This is a guest post from Dave Navarro, a crack writer we can all learn from.
If you’ve ever held back from writing because at some level you’re feeling intimidated, you’re not alone. Thousands, if not millions of writers hear the same voice in their heads:
- “I could never write as well as _____ can.”
- “What could I say that hasn’t already been said by someone else (or worse, said better)?”
- “I don’t know if I can keep up a writing schedule.”
- “What if nobody likes what I’m writing, or thinks I’m an amateur?”
You know the voice I’m talking about. You’ve heard it. But you have to tell it to shut the hell up, because it does nothing to help you move forward. All it does is keep you from writing with power (or worse, from writing at all).
If you want to silence that voice forever, here are 3 steps to shut it down and write without intimidation for the rest of your life.
Step One: Remind Yourself That Someone Needs Your Wisdom
It’s easy to look at someone who is at the top of your field and feel intimidated. On the ubiquitous “1 to 10” scale, they may be a 10 where you’re only a humble 5. How can you compete? How can you not feel intimidated? Easy. Remind yourself that there are people out there who are 4s, 3s, 2s, 1s and even 0s who can gain instant benefit from what you write and become your fans. There may even be some 6s and 7s who read what you write, and they’re reminded to strengthen the fundamentals from what you write, remembering what got them to where they are now.
Bottom line: You don’t have to be a 10 in your field to be just what your readers need. Remind yourself of that.
Step Two: Remind Yourself Someone Wants Your Story
People can’t get enough of reading stories. They crave them more than facts (and they’re even hungrier when you combine the two). Whatever you’re writing about, you have a unique angle, a filter based on your own experiences that colors whatever it is you’re writing. Write from there, and people will connect. Bridge the subject matter with your experiences and you’re automatically writing something fresh and new. Think of the blogs you love to read – you’ll see exactly what I’m talking about.
Bottom Line: Even if you think you’re boring, other people don’t. Remind yourself that they crave the perspective of others in the same way that you do.

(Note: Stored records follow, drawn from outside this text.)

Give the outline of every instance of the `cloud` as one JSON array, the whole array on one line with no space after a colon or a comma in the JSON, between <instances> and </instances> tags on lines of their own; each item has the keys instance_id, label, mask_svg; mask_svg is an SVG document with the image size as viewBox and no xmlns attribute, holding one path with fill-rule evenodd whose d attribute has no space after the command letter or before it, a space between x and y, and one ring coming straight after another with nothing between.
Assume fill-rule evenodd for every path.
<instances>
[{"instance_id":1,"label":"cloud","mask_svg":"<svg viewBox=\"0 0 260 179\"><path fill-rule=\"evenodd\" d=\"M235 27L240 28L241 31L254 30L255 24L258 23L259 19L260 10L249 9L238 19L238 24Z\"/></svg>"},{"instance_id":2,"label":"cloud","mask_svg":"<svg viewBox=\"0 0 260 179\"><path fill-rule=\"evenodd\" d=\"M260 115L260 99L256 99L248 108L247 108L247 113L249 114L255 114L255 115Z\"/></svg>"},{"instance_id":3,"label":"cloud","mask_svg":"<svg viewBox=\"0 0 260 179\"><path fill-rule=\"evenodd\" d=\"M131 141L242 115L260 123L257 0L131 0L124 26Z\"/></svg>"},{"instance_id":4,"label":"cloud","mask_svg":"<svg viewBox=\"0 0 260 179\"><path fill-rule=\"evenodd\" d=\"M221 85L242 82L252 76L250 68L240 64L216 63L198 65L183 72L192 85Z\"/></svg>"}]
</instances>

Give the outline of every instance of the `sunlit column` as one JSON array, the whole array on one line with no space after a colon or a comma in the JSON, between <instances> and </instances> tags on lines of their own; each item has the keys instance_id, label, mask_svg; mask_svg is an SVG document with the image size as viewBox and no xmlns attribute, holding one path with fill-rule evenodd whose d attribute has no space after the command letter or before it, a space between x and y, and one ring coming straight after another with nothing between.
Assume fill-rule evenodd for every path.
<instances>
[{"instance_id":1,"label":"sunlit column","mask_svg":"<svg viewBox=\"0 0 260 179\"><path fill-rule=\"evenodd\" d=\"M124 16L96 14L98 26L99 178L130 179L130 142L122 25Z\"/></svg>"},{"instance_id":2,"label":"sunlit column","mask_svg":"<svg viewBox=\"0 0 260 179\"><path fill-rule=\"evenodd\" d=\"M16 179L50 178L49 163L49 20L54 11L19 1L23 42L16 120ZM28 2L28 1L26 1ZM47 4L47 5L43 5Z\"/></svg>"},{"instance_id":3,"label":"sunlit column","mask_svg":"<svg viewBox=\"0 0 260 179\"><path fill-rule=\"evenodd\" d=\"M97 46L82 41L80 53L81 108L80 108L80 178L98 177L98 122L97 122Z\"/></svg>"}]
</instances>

Step Three: Remind Yourself To Write For The Garbage Can
Steve Allen came up with this one, so I can’t take credit. But I follow this advice like crazy. When I sit down to write, I don’t try to create a masterpiece. I just sit down and slam out honest content without any regard to how it sounds. Editing can always happen later, after you let your creative energy pour out. Sometimes what I write is really good (in my opinion, at least). Sometimes it’s utter crap. But writing is like strength training – the more you do it, the better you get. Some days you’re pumped after a workout, and some days you’re trashed by it. But in the long run, you get better as long as you keep trying.
Bottom line: The only way to get past writing poorly is to write poorly a lot. Remind yourself that the goal of practice is progress (not perfection!)
Bonus Step Four: Remind Yourself That You Are Your Own Worst Critic
Remember that you are not your audience, and you’ll often hate the passages that your readers love. Case in point: All four of my posts that hit the Digg frontpage were ones I didn’t like (and in fact, 3 of them were ‘write for the garbage can’ posts). But they resonated with readers, probably because I wasn’t worrying about impressing them or looking like an authority figure – I just focused on adding what value to whatever I could at the level I was at.
Bottom line: Don’t stress – people like you more than you think. Remind yourself that you don’t judge other people’s writing as harshly as you do your own.
Now You’re Ready For A Life Of Writing Without Intimidation
If you’ve read this far, you know exactly what to do to erase intimidation whenever it rears its ugly head. And if you’ve really been paying attention, you’ve seen how I’ve used referenced all four of these tips in this article.